Re: [PATCH] implement pm_ops.valid for everybody

Igor Stoppa <igor.stoppa@xxxxxxxxx> · Fri, 23 Mar 2007 21:19:30 +0200

On Fri, 2007-03-23 at 11:51 -0700, ext Matthew Locke wrote:
> On Mar 23, 2007, at 8:17 AM, Igor Stoppa wrote:
> 
> > On Fri, 2007-03-23 at 10:52 -0400, ext tony@xxxxxxxxxxx wrote:
> >> * Igor Stoppa <igor.stoppa@xxxxxxxxx> [070323 09:37]:
> >>> On Fri, 2007-03-23 at 09:17 -0400, ext
> >>> linux-pm-bounces@xxxxxxxxxxxxxxxxxxxxxxxxxx wrote:
> >>>> * Matthew Locke <matt@xxxxxxxxxxx> [070322 21:15]:
> >>>>>
> >>>>> On Mar 22, 2007, at 4:55 PM, David Brownell wrote:
> >>>>>
> >>>>>> On Thursday 22 March 2007 4:21 pm, Rafael J. Wysocki wrote:
> >>>>>>
> >>>>>>>> My answer:  there is NO value to such an arbitrary restriction.
> >>>>>>>
> >>>>>>> I'm not talking on restrictions.
> >>>>>>
> >>>>>> You most certainly did talk about them.  You said that if the
> >>>>>> hardware doesn't support a "turn CPU off" mode, then you'd
> >>>>>> define that as being incapable of implementing suspend-to-RAM.
> >>>>>> That's a restriction ... a very arbitrary one.
> >>>>>>
> >>>>>>
> >>>>>>> I'm talking on being able to define
> >>>>>>> _anything_ more precisely then just a low-power system-wide  
> >>>>>>> state.
> >>>>>>
> >>>>>> Me too.  And I'm trying to convey to you the results of the
> >>>>>> investigations I did on that topic.  You don't seem to like
> >>>>>> those results though ...
> >>>>>>
> >>>>>>
> >>>>>>> And let's start from just something, please.  Like STR and
> >>>>>>> "standby" to begin
> >>>>>>> with?  At least on ACPI systems we can distinguish one from the
> >>>>>>> other quite
> >>>>>>> clearly, so why can't we start from that and _then_ generalize?
> >>>>>>
> >>>>>> That's exactly what I did.  Looked also at APM, and several
> >>>>>> different SOC designs (AT91, OMAP1, PXA25x, SA1100, more).
> >>>>>>
> >>>>>> The generalization I came up with is what I've described.
> >>>>>> Namely, that coming up with one definition of those states
> >>>>>> that can usefully be mapped all platforms is impractical.
> >>>>>> They're just labels.  The platform implementor can choose
> >>>>>> two states to implement, but non-x86 hardware states rarely
> >>>>>> match the expectations of ACPI.
> >>>>>>
> >>>>>> So the fundamental definition needs to be in relative terms,
> >>>>>> because platform-specific differences otherwise make trouble.
> >>>>>
> >>>>> The problem is that a 1:1 mapping between system low power  
> >>>>> state and
> >>>>> a processor low power state is trying to be forced on every
> >>>>> platform.  As Dave pointed out, embedded SoC's provide multiple  
> >>>>> low
> >>>>> power states that qualify for the suspend-to-ram definition.  The
> >>>>> only reasonable platform independent definition is that in STR  
> >>>>> memory
> >>>>> is powered and contents preserved.  The rest is platform specific.
> >>>>>
> >>>>> I think the right answer is that a mechanism for mapping platform
> >>>>> specific states to the system states is needed.

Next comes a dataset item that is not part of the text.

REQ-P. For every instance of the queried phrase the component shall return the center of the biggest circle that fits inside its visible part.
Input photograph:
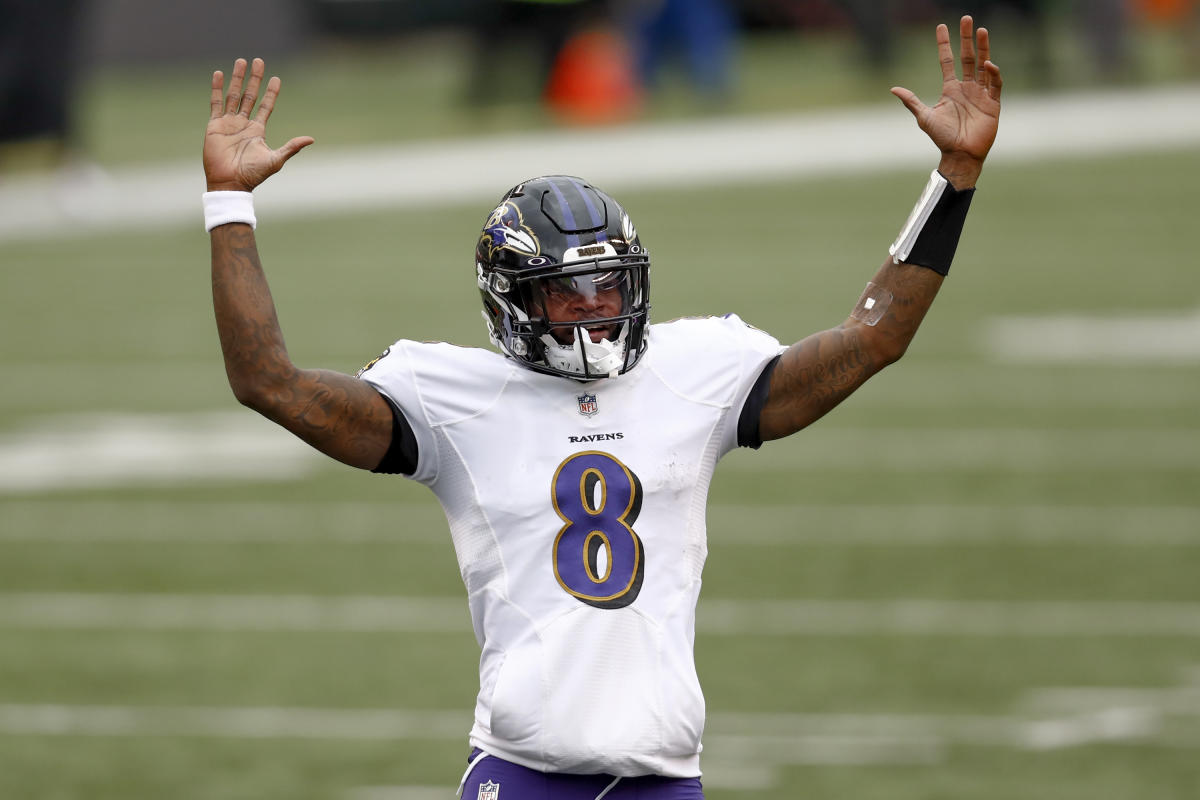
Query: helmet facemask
(570, 302)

Platforms define
> >>>>> their low power states and define the default for each system
> >>>>> state .  On x86 platforms, the default just works and is probably
> >>>>> never changed.  On embedded platforms, a policy manager can change
> >>>>> the other low power states according to its latency and  
> >>>>> operational
> >>>>> requirements.
> >>>>
> >>>> Plus the states should be distributed. Trying to force the whole
> >>>> system into certain state turns things messy.
> >>>>
> >>>> Some devices may be active while some are in retention or suspend.
> >>>>
> >>>> Basically everything should idle itself automatically whenever
> >>>> possible based on a idle timer or some other policy, such as
> >>>> suspending a device from user space via sysfs.
> >>>
> >>> The timer sound like a reasonable idea, as long as there is one  
> >>> timer
> >>> for each shared resource, not user.
> >>>
> >>> Example:
> >>>
> >>> Devices A & B share the same voltage domain.
> >>>
> >>> Device A has timeout period Timeout(A)
> >>> Device B has timeout period Timeout(B)
> >>>
> >>> One timer is associated to the voltage regulator/switch and will  
> >>> expire
> >>> at t=TIM
> >>>
> >>> Every time the device d (either A or B) performs some activity, then
> >>>
> >>> TIM = max(TIM, now + Timeout(d))
> >>>
> >>> When t=TIM (timer expired), then the suspend() function for each  
> >>> device
> >>> is called.
> >>
> >> What problem do you see with with device specific idle timers?
> >
> > That the number of idle timers grows linearly with the number of
> > resources consumers rather than _providers_
> >
> > See also my comment below.
> >
> >> For example, what's wrong with the following:
> >>
> >> When the device specific idle timer expires, the driver's suspend
> >> function would get called, and the device would release it's clock
> >> and voltage.
> >
> > We might end up doing extra useless activity by saving the state of a
> > device that is re-enabled without even going off.
> >
> > Of course the restoring can be optimised so that it doesn't happen
> > unless the voltage has actually been removed (this implies that the
> > state saving happens in such a way that doesn't compromise the current
> > settings of the device).
> >
> >> Then when a shared voltage domain has 0 users, that voltage domain
> >> can be shut off.
> >
> > Both your and my approaches have drawbacks: in your case the system  
> > will
> > probably end up doing extra state saving, but will be ready to perform
> > immediately the transition to off; in my case there will be the  
> > overhead
> > of saving the state of the peripherals.
> 
> I think we again have the problem that the behavior is very device  
> specific.  

It's not really a problem.

> Some i/o devices have internal low power states that may  
> or may not require saving state.  Others have no notion of low power  
> states. And on some platforms register contents are preserved even  
> when a device is "off".

So???? Each ofthem will take care of itself, that's expected.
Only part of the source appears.